The prime minister’s official spokesman confirmed that all Whitehall departments had been asked to look at how they could mitigate “large-scale absences”.
It follows reports that cabinet ministers have been told to draw up plans for when sectors in their brief will need military help due to the level of key workers forced into self-isolation.
The highly transmissible, although milder, Omicron strain is spreading throughout the UK and threatening to wipe out workers in vital sectors.
Downing Street said departments were considering whether military aid to the civil authorities (Maca) requests would be useful, but there was no blanket requirement to do so.
The prime minister’s official spokesman said: “All departments have been asked to look at how they would mitigate against large-scale absences across their relevant workforces, up to 25 per cent.
“In some circumstances that might require making a Maca request, a military aid request, in other circumstances it might not.
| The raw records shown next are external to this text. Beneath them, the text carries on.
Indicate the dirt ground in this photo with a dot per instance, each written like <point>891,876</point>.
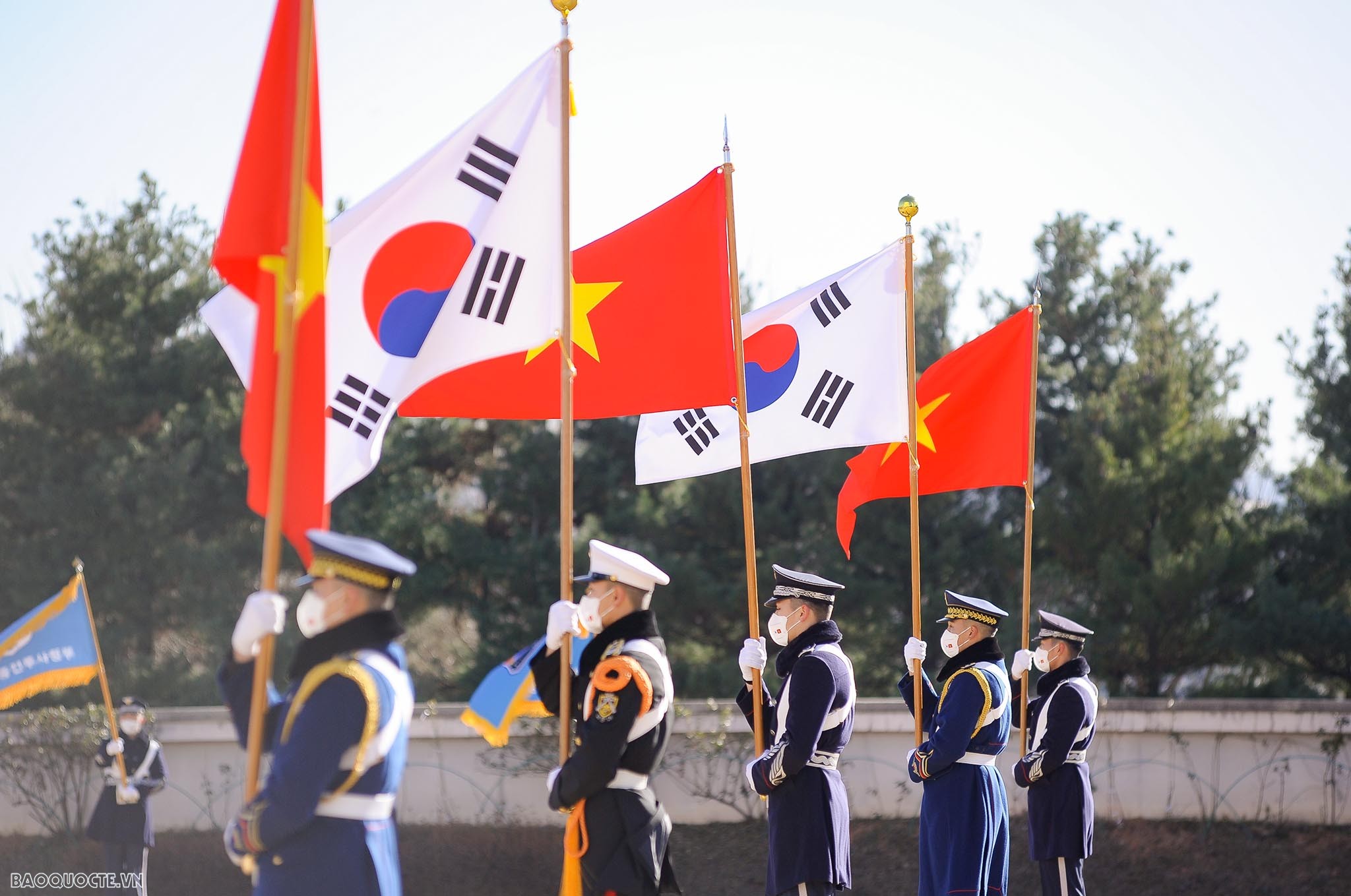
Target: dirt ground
<point>1156,858</point>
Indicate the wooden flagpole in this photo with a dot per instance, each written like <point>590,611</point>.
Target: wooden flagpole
<point>565,409</point>
<point>1030,505</point>
<point>103,675</point>
<point>288,297</point>
<point>910,210</point>
<point>747,502</point>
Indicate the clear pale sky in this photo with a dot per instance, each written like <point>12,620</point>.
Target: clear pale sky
<point>1223,122</point>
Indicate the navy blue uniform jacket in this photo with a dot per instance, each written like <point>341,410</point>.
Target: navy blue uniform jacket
<point>809,724</point>
<point>341,729</point>
<point>964,816</point>
<point>1055,773</point>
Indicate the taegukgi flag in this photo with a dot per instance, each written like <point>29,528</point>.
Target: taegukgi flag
<point>825,369</point>
<point>455,261</point>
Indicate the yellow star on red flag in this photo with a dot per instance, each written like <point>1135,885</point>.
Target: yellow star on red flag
<point>585,299</point>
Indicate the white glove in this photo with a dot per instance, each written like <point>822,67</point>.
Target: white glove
<point>562,620</point>
<point>264,614</point>
<point>233,851</point>
<point>753,657</point>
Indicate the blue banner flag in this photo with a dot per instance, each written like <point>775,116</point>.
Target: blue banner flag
<point>509,692</point>
<point>50,648</point>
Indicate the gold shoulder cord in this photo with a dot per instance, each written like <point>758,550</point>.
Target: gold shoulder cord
<point>356,672</point>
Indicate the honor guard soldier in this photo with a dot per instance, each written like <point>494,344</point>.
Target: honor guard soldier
<point>809,723</point>
<point>625,727</point>
<point>122,818</point>
<point>965,814</point>
<point>1061,719</point>
<point>323,822</point>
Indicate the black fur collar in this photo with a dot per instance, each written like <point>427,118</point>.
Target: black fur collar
<point>984,651</point>
<point>823,632</point>
<point>641,624</point>
<point>1076,669</point>
<point>373,629</point>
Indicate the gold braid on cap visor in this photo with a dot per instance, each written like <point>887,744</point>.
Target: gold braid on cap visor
<point>964,613</point>
<point>331,567</point>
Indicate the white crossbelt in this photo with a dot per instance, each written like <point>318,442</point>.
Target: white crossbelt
<point>834,718</point>
<point>113,775</point>
<point>822,759</point>
<point>626,781</point>
<point>977,759</point>
<point>400,713</point>
<point>360,807</point>
<point>1088,691</point>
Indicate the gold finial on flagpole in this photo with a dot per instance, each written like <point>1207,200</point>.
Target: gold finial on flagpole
<point>908,210</point>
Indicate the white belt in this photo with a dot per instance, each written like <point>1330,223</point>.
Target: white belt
<point>358,807</point>
<point>821,759</point>
<point>976,759</point>
<point>626,781</point>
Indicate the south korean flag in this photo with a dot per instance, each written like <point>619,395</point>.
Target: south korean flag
<point>455,261</point>
<point>825,369</point>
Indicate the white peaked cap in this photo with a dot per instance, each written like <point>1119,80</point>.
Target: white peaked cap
<point>616,564</point>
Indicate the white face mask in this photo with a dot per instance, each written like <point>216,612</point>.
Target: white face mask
<point>313,613</point>
<point>778,629</point>
<point>588,609</point>
<point>950,644</point>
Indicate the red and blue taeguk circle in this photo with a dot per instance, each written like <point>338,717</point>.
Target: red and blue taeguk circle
<point>408,280</point>
<point>772,357</point>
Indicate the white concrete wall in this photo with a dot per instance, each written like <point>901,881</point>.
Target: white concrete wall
<point>1250,760</point>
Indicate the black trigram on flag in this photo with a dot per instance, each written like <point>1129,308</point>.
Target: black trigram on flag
<point>827,398</point>
<point>358,407</point>
<point>488,167</point>
<point>696,428</point>
<point>830,304</point>
<point>495,282</point>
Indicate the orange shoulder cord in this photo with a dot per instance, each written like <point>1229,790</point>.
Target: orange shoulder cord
<point>612,675</point>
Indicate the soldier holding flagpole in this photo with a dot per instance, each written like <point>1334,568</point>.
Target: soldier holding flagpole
<point>808,807</point>
<point>964,816</point>
<point>617,831</point>
<point>1055,772</point>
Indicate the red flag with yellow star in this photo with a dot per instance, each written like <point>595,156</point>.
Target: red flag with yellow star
<point>652,327</point>
<point>250,255</point>
<point>972,425</point>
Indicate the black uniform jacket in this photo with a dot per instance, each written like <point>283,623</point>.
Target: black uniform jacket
<point>130,823</point>
<point>1055,772</point>
<point>627,829</point>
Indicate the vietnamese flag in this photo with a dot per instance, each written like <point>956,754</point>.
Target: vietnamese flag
<point>652,327</point>
<point>250,255</point>
<point>972,425</point>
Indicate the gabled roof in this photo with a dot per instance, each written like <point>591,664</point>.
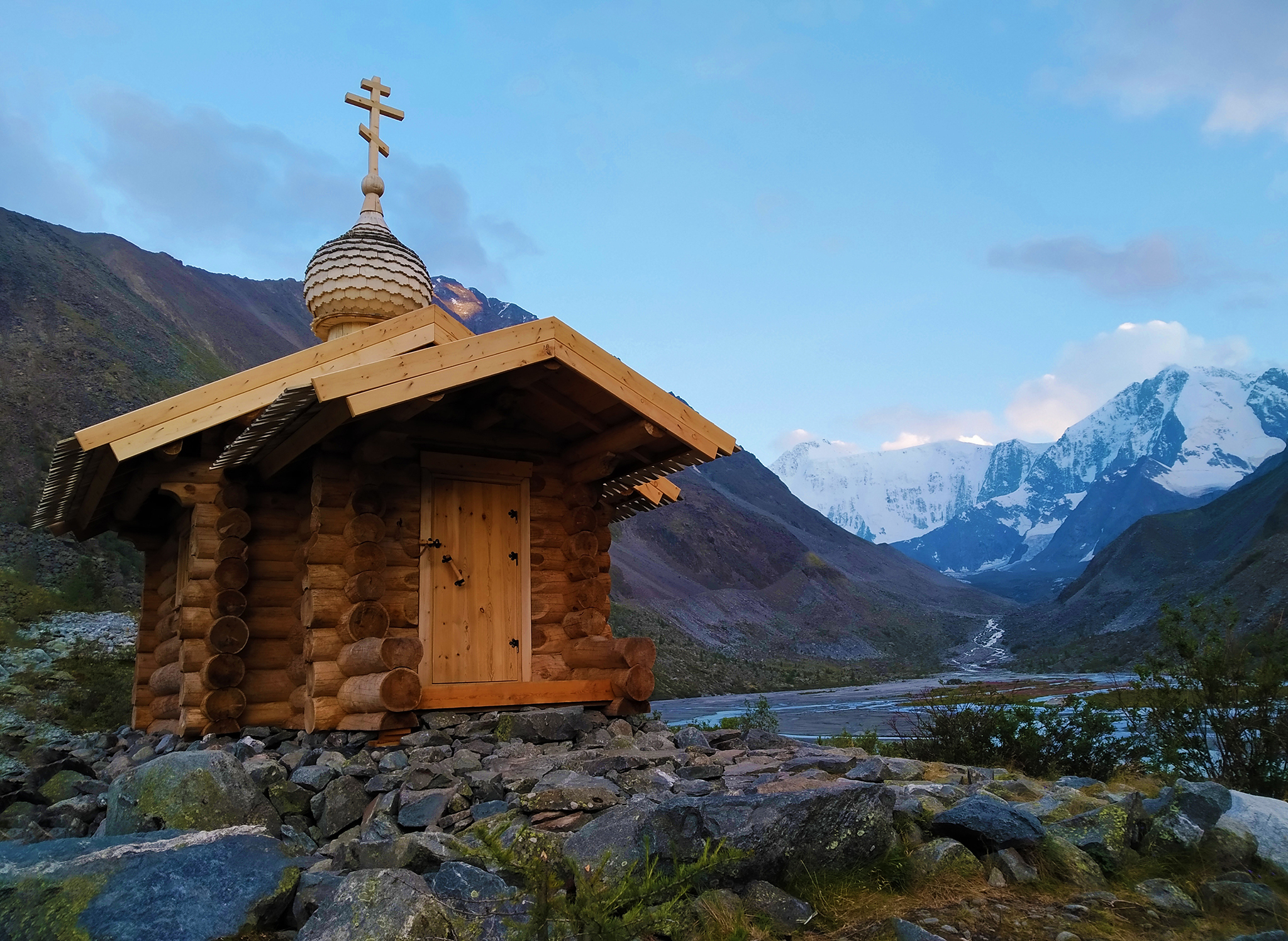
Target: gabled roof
<point>291,404</point>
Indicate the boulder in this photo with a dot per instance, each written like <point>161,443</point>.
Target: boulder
<point>1072,866</point>
<point>1101,833</point>
<point>187,791</point>
<point>548,725</point>
<point>945,856</point>
<point>899,930</point>
<point>691,737</point>
<point>1267,820</point>
<point>378,905</point>
<point>835,825</point>
<point>421,808</point>
<point>1248,899</point>
<point>164,886</point>
<point>341,805</point>
<point>1171,832</point>
<point>1013,868</point>
<point>1228,845</point>
<point>987,824</point>
<point>1167,896</point>
<point>877,769</point>
<point>1203,802</point>
<point>785,913</point>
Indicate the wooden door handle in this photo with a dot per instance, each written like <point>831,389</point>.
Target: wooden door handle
<point>458,572</point>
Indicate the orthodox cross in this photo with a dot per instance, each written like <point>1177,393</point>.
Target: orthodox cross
<point>377,147</point>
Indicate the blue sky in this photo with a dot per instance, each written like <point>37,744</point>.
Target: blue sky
<point>876,222</point>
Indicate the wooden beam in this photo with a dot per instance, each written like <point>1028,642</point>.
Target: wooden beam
<point>409,367</point>
<point>98,484</point>
<point>333,415</point>
<point>221,410</point>
<point>257,377</point>
<point>482,695</point>
<point>619,440</point>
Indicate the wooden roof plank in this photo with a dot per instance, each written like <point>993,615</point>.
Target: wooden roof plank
<point>232,406</point>
<point>423,361</point>
<point>255,377</point>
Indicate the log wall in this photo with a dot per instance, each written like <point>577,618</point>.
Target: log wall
<point>360,605</point>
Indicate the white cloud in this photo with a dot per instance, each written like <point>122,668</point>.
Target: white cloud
<point>1089,374</point>
<point>1153,55</point>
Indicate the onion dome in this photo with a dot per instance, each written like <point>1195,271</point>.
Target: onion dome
<point>366,275</point>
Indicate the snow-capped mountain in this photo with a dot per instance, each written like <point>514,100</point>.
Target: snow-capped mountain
<point>887,497</point>
<point>1038,515</point>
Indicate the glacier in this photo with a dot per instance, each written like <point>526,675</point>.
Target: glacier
<point>1174,441</point>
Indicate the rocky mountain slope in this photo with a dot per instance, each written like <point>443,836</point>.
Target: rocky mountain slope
<point>745,569</point>
<point>1040,513</point>
<point>1237,547</point>
<point>98,326</point>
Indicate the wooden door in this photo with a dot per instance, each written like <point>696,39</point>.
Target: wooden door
<point>475,605</point>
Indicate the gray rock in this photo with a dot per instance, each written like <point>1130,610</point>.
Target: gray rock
<point>988,824</point>
<point>786,913</point>
<point>467,883</point>
<point>1167,896</point>
<point>313,890</point>
<point>1171,832</point>
<point>691,737</point>
<point>548,725</point>
<point>1228,845</point>
<point>1102,833</point>
<point>189,791</point>
<point>877,769</point>
<point>899,930</point>
<point>341,806</point>
<point>945,856</point>
<point>1268,821</point>
<point>165,886</point>
<point>489,808</point>
<point>378,905</point>
<point>421,808</point>
<point>838,824</point>
<point>1013,867</point>
<point>314,776</point>
<point>569,799</point>
<point>1203,802</point>
<point>1247,899</point>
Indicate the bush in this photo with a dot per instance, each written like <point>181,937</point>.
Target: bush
<point>997,733</point>
<point>1211,704</point>
<point>599,903</point>
<point>757,716</point>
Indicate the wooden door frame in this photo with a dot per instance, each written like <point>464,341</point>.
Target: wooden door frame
<point>458,467</point>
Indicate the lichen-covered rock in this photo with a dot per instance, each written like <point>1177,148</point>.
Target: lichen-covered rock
<point>548,725</point>
<point>1102,834</point>
<point>1248,899</point>
<point>341,805</point>
<point>1011,867</point>
<point>1203,802</point>
<point>379,905</point>
<point>1167,896</point>
<point>1228,845</point>
<point>1171,832</point>
<point>785,911</point>
<point>835,825</point>
<point>1070,864</point>
<point>1268,821</point>
<point>165,886</point>
<point>187,791</point>
<point>945,856</point>
<point>987,824</point>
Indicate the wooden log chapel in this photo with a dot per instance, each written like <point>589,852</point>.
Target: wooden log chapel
<point>402,517</point>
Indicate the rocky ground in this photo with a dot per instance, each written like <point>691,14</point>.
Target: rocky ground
<point>331,835</point>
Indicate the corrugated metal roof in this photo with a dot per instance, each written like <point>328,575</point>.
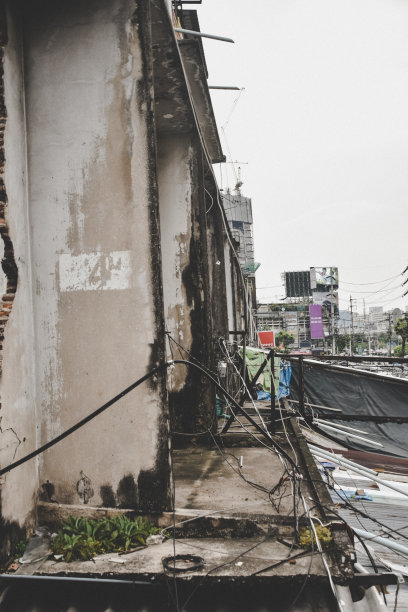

There is no blanket requirement for military aid.”
Omicron is affecting regions across the country at the same time, unlike during previous flash points in the pandemic when regional services under strain could rely on help from other areas coping better.
However, a senior government source quoted in the Times, said: “What’s different this time is the virus is spreading very quickly so different regions could be hit at the same time so their capacity to offer mutual aid will be impacted.
“So departments have been tasked to look at their plans afresh in light of different characteristics of previous strings of virus.”